Fizer, 44, and 10 siblings and other relatives drove their RVs from West Virginia to Memphis nine days ago to honor Elvis and celebrate their first family reunion.

From across the street, she, an older sister and a niece watched the vigil line swell like a balloon filling with water.

Police stopped traffic about 5 p.m. on Elvis Presley Boulevard, and the scene in front of the mansion took on a silence that seemed an ideal segue into the evening’s events.

It was the first time in many hours that Bill Rowe could hear himself breathe.

Rowe was the first to camp at Graceland’s gates for the vigil, as he has been many years.

He sat down on the graffiti-cluttered sidewalk at 9 p.m. Thursday and never left.

Part of the “Gates of Graceland Entourage” from Ohio, Rowe, 47, have come to Memphis at least once a year since 1977, when Presley died in the bathroom and left the music world - and so many fans of his music, his presence and his legend - much emptier.

Rowe bears a striking resemblance to Elvis: the sideburns, the oil-black hair, the sneer. But he is no impersonator.

“A very involved fan,” Rowe said.

He, the Graceland guards and a handful of other vigil pilgrims spent Thursday night and the predawn hours of Friday watching the momentum build.

Graceland officials said 60 radio stations, 114 television stations and more than 150 newspapers and magazines covered this year’s vigil.

Journalists from all continents but Africa and Antarctica flocked to one of the bigger anniversary stories this year.

Rowe said one reporter asked him if he believed Elvis was truly dead.

Rowe said he had to stifle his frustration.

Truly dead? If Elvis weren’t, Rowe wouldn’t have been wasting his time in front of Graceland’s gates.

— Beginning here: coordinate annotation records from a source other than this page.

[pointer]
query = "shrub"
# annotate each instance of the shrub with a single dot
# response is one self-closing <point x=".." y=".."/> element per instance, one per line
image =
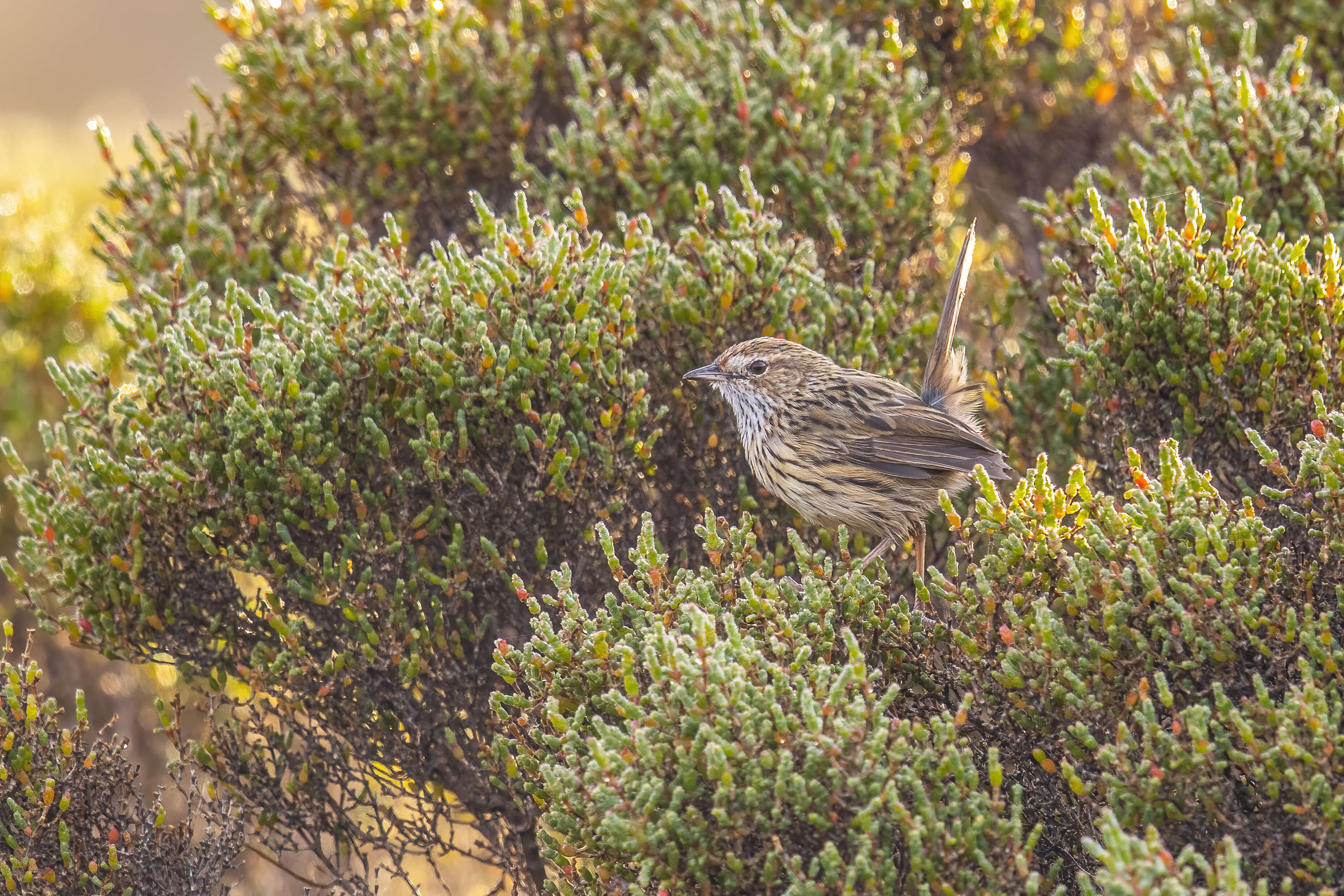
<point x="384" y="461"/>
<point x="342" y="113"/>
<point x="1183" y="335"/>
<point x="848" y="139"/>
<point x="717" y="729"/>
<point x="53" y="300"/>
<point x="1244" y="135"/>
<point x="734" y="276"/>
<point x="1270" y="138"/>
<point x="77" y="822"/>
<point x="1167" y="657"/>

“And even if I’m proved wrong, could I stay mad at a guy I’ve idolized? Nah. Not even for a nanosecond.”

Hours later, the vigil unfolded in solemn reverence to the king of rock and a prince of pop culture, dead at 42.

Twenty years later, thousands of faithful. Elvis is bigger now than ever. Friday’s vigil proved that.

Not for a moment - not even a nanosecond - was he lonely tonight.